Indian sweets, or “Mithai” as they are known, are mouthwatering little parcels of joy. They are often made with loads of milk, sugar, butter, ghee (clarified butter), fruit, and nuts. The incredible smell of ghee is what makes them so unique, and what keeps you coming back for more. All traditional Indian sweets are vegetarian and alcohol-free, and therefore, Muslim-friendly as well.

Different Indian sweets come from different parts of the country. Many of them have been around for centuries, and you'll find classic versions of them as well as modern variations. You will be able to find most of these sweets, regardless of where they came from, in sweet shops all across India (and you will never be too far away from a sweet shop, that's a guarantee!)

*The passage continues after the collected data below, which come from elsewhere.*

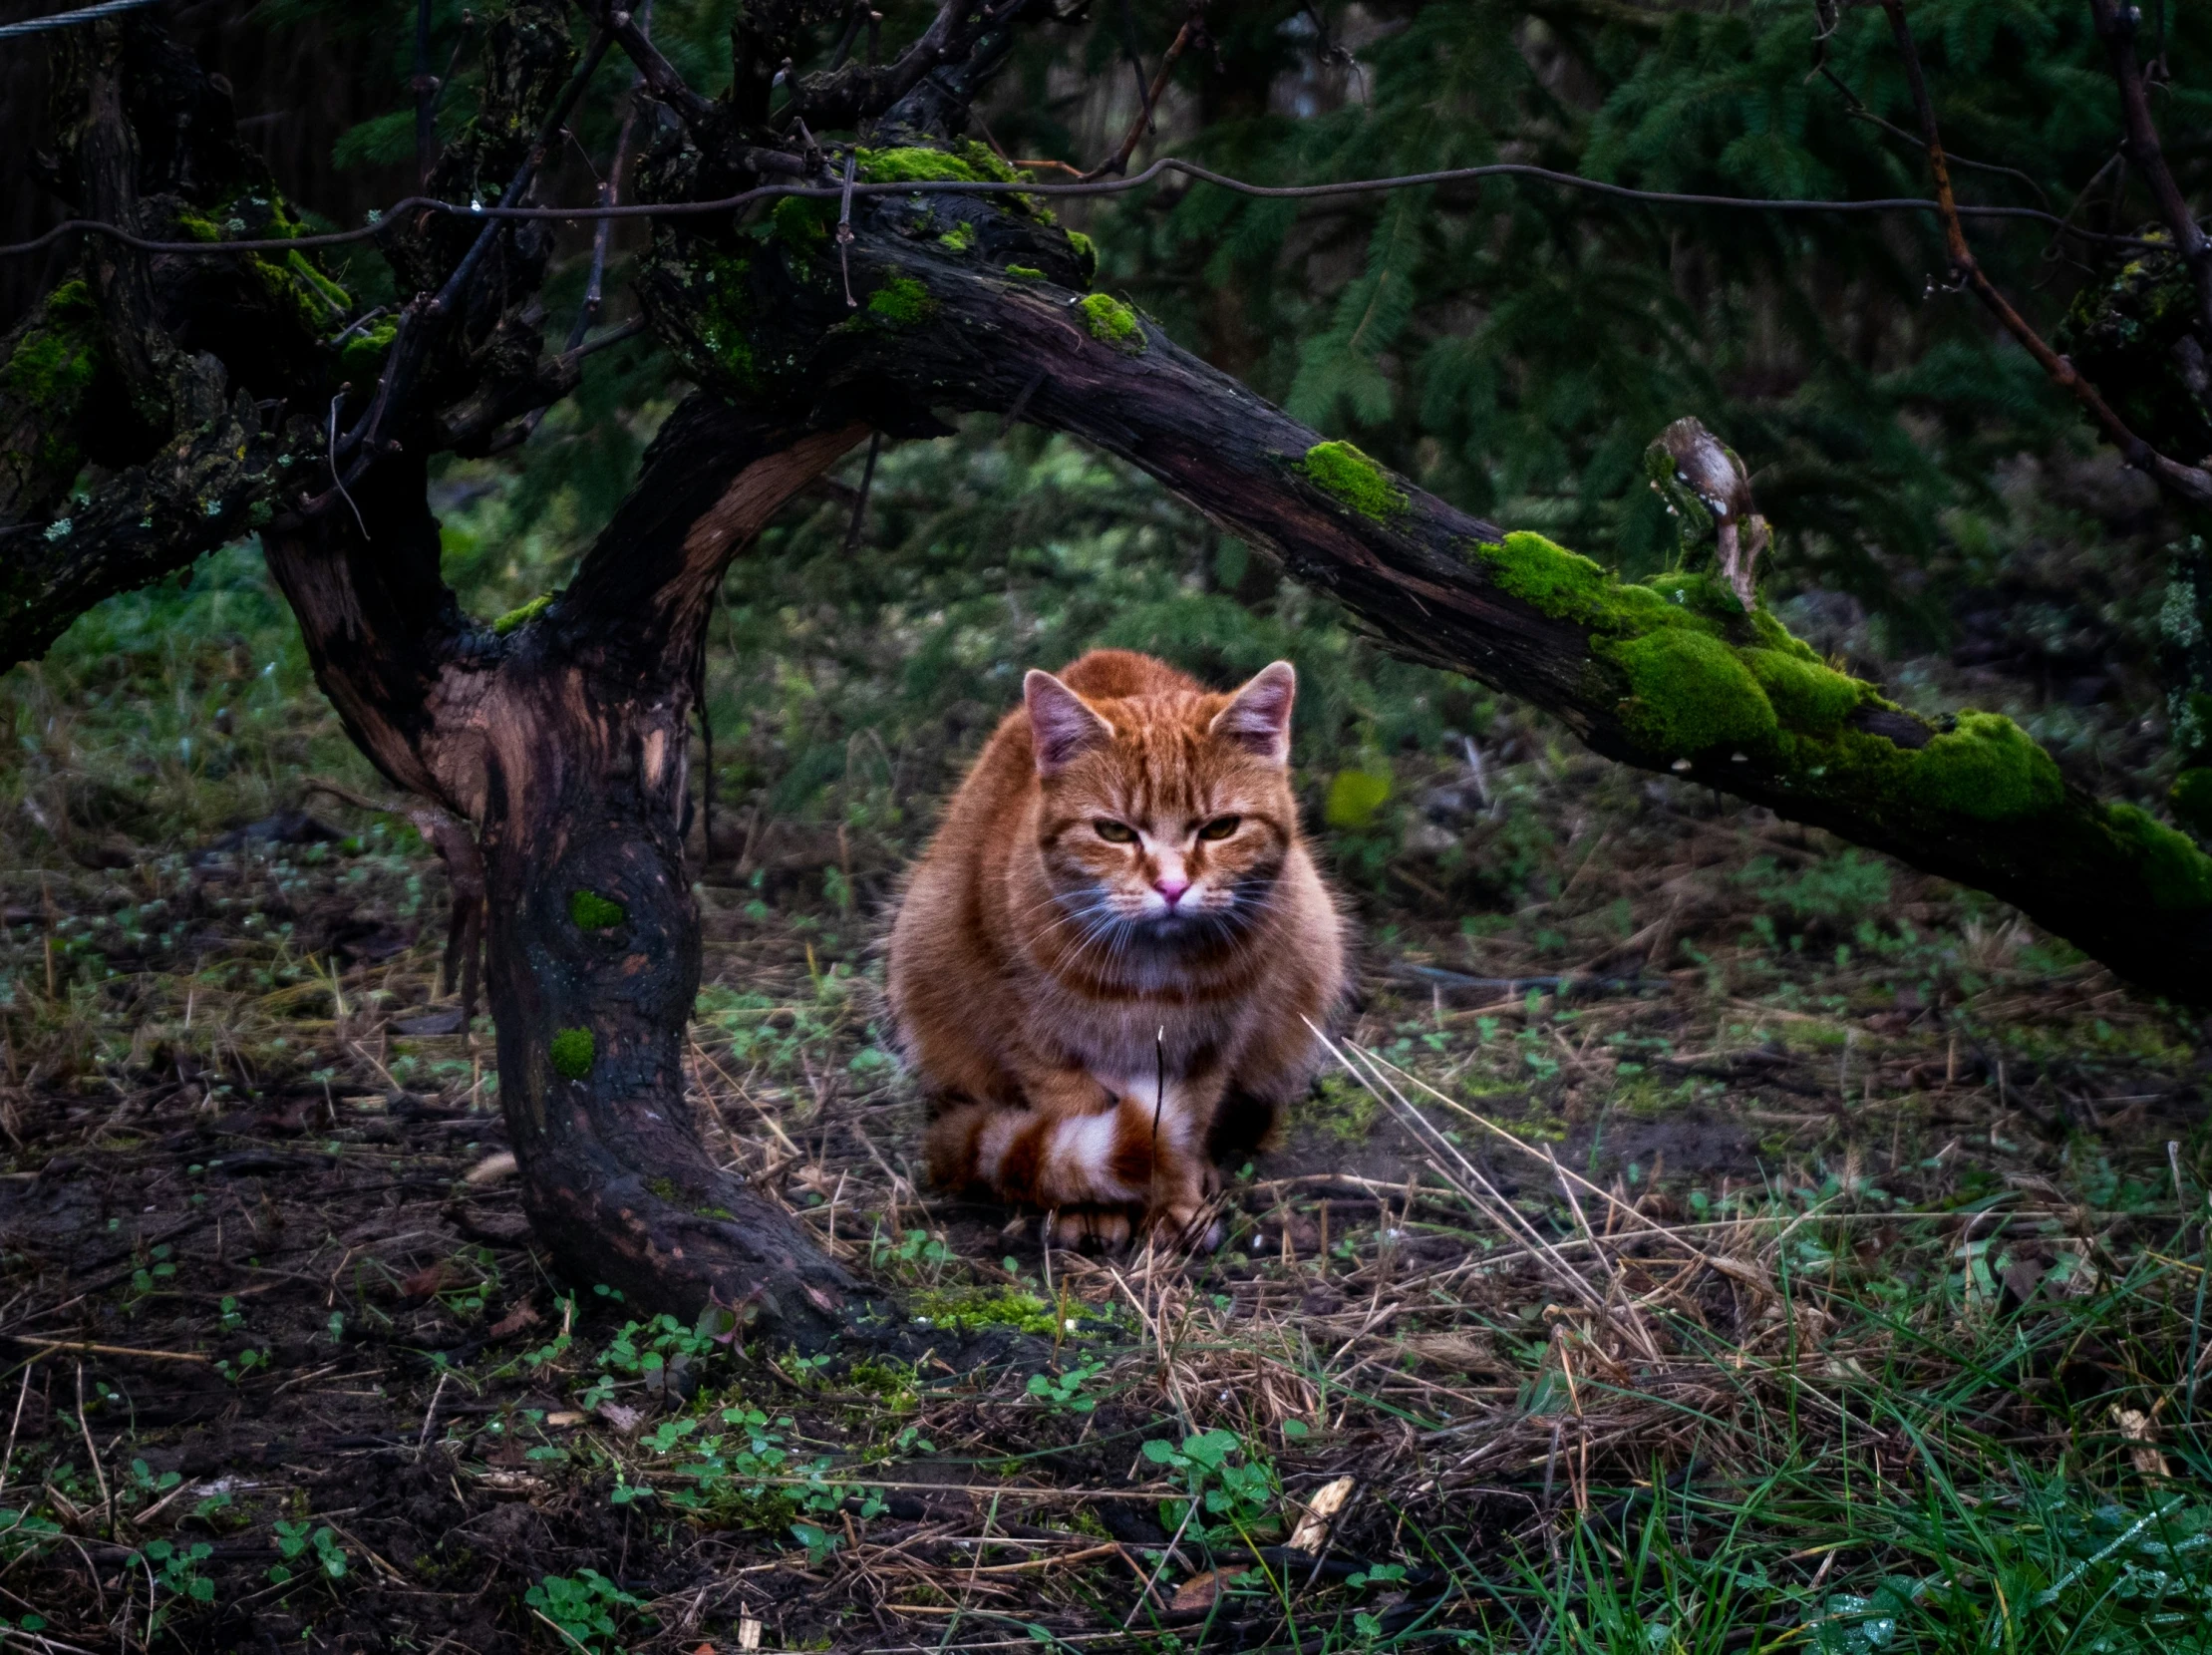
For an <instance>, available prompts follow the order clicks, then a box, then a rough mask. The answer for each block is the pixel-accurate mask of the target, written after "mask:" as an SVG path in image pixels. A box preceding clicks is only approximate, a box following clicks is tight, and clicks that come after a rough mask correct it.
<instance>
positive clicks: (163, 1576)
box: [131, 1540, 215, 1631]
mask: <svg viewBox="0 0 2212 1655" xmlns="http://www.w3.org/2000/svg"><path fill="white" fill-rule="evenodd" d="M212 1555H215V1547H210V1544H208V1542H206V1540H197V1542H195V1544H190V1547H179V1544H177V1542H175V1540H148V1542H146V1544H144V1547H142V1549H139V1551H137V1553H133V1558H131V1562H135V1564H137V1566H142V1569H144V1571H146V1573H148V1575H153V1580H155V1609H153V1617H150V1628H148V1631H159V1628H161V1624H164V1622H166V1620H168V1613H170V1606H173V1604H175V1602H177V1600H184V1602H188V1604H212V1602H215V1582H212V1580H208V1578H206V1575H204V1573H199V1566H201V1564H204V1562H206V1560H208V1558H212Z"/></svg>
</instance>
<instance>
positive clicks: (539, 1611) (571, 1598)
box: [522, 1569, 644, 1651]
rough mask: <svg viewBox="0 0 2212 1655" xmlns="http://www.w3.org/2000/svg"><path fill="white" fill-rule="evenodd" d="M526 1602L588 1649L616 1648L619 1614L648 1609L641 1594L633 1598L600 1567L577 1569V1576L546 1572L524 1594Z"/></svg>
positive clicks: (577, 1641)
mask: <svg viewBox="0 0 2212 1655" xmlns="http://www.w3.org/2000/svg"><path fill="white" fill-rule="evenodd" d="M522 1602H524V1604H526V1606H529V1609H531V1611H535V1613H538V1617H540V1620H544V1622H546V1624H549V1626H551V1628H553V1631H557V1633H560V1635H562V1637H566V1640H568V1642H571V1644H575V1646H577V1648H584V1651H604V1648H613V1646H615V1644H617V1640H619V1637H622V1626H619V1622H617V1617H622V1620H628V1617H630V1615H628V1613H626V1611H641V1609H644V1604H641V1602H639V1600H637V1597H630V1593H626V1591H622V1586H617V1584H615V1582H613V1580H608V1578H606V1575H602V1573H599V1571H597V1569H577V1571H575V1575H544V1578H542V1580H540V1582H538V1584H535V1586H531V1589H529V1591H526V1593H522Z"/></svg>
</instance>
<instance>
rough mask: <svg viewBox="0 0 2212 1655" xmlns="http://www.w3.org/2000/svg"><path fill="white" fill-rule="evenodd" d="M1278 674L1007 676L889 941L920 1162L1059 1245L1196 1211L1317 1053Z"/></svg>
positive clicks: (1182, 1235) (1304, 1076)
mask: <svg viewBox="0 0 2212 1655" xmlns="http://www.w3.org/2000/svg"><path fill="white" fill-rule="evenodd" d="M1294 693H1296V675H1294V673H1292V668H1290V664H1287V662H1276V664H1274V666H1270V668H1265V670H1263V673H1259V677H1254V679H1252V681H1250V684H1245V686H1243V688H1239V690H1237V693H1232V695H1219V693H1210V690H1206V688H1203V686H1199V684H1197V681H1194V679H1190V677H1186V675H1183V673H1177V670H1175V668H1170V666H1166V664H1161V662H1155V659H1150V657H1146V655H1133V653H1126V650H1093V653H1091V655H1084V657H1082V659H1079V662H1075V664H1073V666H1068V668H1066V670H1064V673H1060V675H1057V677H1053V675H1051V673H1031V675H1029V679H1026V681H1024V704H1022V706H1020V708H1015V710H1013V712H1009V715H1006V719H1004V721H1002V724H1000V726H998V730H995V735H993V737H991V741H989V743H987V746H984V750H982V757H980V759H978V761H975V768H973V770H971V772H969V777H967V781H964V783H962V785H960V792H958V794H956V797H953V801H951V808H949V810H947V814H945V823H942V825H940V828H938V834H936V839H933V841H931V845H929V850H927V852H925V854H922V861H920V863H918V865H916V872H914V881H911V885H909V887H907V896H905V903H902V907H900V914H898V923H896V927H894V931H891V969H889V996H891V1013H894V1020H896V1027H898V1040H900V1047H902V1049H905V1053H907V1060H909V1062H911V1064H914V1069H918V1071H920V1078H922V1082H925V1086H927V1091H929V1097H931V1108H933V1122H931V1128H929V1170H931V1175H933V1177H936V1179H938V1182H940V1184H951V1186H982V1188H989V1190H993V1193H998V1195H1000V1197H1002V1199H1006V1201H1024V1204H1033V1206H1042V1208H1046V1210H1051V1212H1053V1215H1055V1219H1053V1224H1055V1237H1057V1239H1060V1241H1062V1243H1077V1241H1095V1243H1106V1246H1119V1243H1124V1241H1128V1237H1130V1235H1133V1226H1146V1224H1150V1226H1159V1228H1166V1230H1170V1232H1172V1235H1177V1237H1186V1239H1192V1241H1219V1226H1203V1224H1201V1217H1203V1210H1206V1204H1208V1199H1210V1197H1212V1195H1214V1190H1217V1188H1219V1173H1217V1164H1219V1162H1221V1159H1223V1157H1228V1155H1241V1153H1245V1151H1248V1148H1252V1146H1254V1144H1256V1142H1259V1139H1261V1137H1265V1133H1267V1131H1270V1128H1272V1124H1274V1115H1276V1111H1279V1108H1281V1106H1283V1104H1287V1102H1290V1100H1292V1097H1296V1095H1298V1093H1303V1091H1305V1086H1307V1084H1310V1080H1312V1075H1314V1066H1316V1062H1318V1042H1316V1040H1314V1033H1312V1027H1310V1022H1312V1024H1325V1022H1327V1018H1329V1016H1332V1011H1334V1009H1336V1005H1338V1000H1340V998H1343V993H1345V936H1343V920H1340V916H1338V912H1336V905H1334V901H1332V898H1329V892H1327V887H1325V885H1323V881H1321V874H1318V870H1316V867H1314V861H1312V856H1310V854H1307V850H1305V843H1303V839H1301V836H1298V819H1296V801H1294V797H1292V790H1290V772H1287V761H1290V710H1292V699H1294Z"/></svg>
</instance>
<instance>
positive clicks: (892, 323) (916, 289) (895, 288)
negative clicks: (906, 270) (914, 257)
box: [867, 277, 936, 327]
mask: <svg viewBox="0 0 2212 1655" xmlns="http://www.w3.org/2000/svg"><path fill="white" fill-rule="evenodd" d="M931 310H936V301H933V299H931V296H929V288H925V285H922V283H918V281H916V279H914V277H891V279H889V281H885V283H883V285H880V288H876V292H872V294H869V296H867V314H872V316H878V319H883V321H887V323H889V325H891V327H911V325H914V323H918V321H922V316H927V314H929V312H931Z"/></svg>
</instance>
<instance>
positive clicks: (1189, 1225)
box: [1144, 1199, 1228, 1252]
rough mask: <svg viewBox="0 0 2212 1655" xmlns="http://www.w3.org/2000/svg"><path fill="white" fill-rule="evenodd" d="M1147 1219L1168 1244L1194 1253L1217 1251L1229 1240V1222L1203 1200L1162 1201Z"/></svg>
mask: <svg viewBox="0 0 2212 1655" xmlns="http://www.w3.org/2000/svg"><path fill="white" fill-rule="evenodd" d="M1144 1221H1146V1226H1148V1228H1150V1230H1152V1235H1157V1237H1159V1239H1161V1241H1164V1243H1166V1246H1172V1248H1188V1250H1192V1252H1214V1250H1219V1248H1221V1243H1223V1241H1225V1239H1228V1224H1223V1219H1221V1217H1219V1215H1217V1212H1214V1206H1212V1201H1203V1199H1186V1201H1161V1204H1159V1206H1155V1208H1152V1210H1150V1212H1146V1215H1144Z"/></svg>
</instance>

1. Gajar Halwa (Carrot Halwa)



You might have snuck a few vegetables into your spaghetti bolognese to trick your kids into eating them, but the Indians have truly mastered the art! Gajar (carrot) halwa is a sweet or dessert that is made using carrots that are grated and boiled in sweetened milk. It is finished off with ghee (clarified butter) and garnished with nuts. This sweet can be enjoyed hot or cold. Gajar ka halwa is pretty popular in Punjab, and some say that this is where it originated from.

2. Barfi




Barfi is a dense milk-based traditional Indian sweet; sort of like the Indian fudge! This is one of the favorite sweets of India, and everyone loves coming up with their own adaptation of this classic sweet. There are so many types of barfi that come from all around India that it would be impossible to list all of them, but perhaps the most popular type of barfi is the kaaju barfi (cashew barfi). Barfis are also made using gram flour, pistachios, peanuts, and a whole host of other variations.

3. Rasgulla



Rasgulla is another classic Indian dessert made with milk. Milk curds are separated by curdling boiling milk with acid (like lemon juice) and then used to make a dough with a few other ingredients. This dough is then divided into golf-sized balls and boiled in sugar syrup until plump and juicy. This popular Indian sweet is said to have originated in East India, specifically in West Bengal and Odisha.

4. Rasamalai



Rasamalai is a sweet that evolved through rasgullas. The dough balls of chenna are formed and boiled in cream with saffron, and nuts, which is served after. As a result, rasmalai is a softer, richer relative of rasgulla. Many believe that this dish was created by K.C. Das of the present-day K.C. das Grandsons, a famous sweet shop in West Bengal, but others say that's not true.

5. Payasam



Payasam is a sweet/drink that is famous in South India, frequently served after a feast during unique events like celebrations and weddings. This is another milk-based sweet, and it is presented with vermicelli and nuts.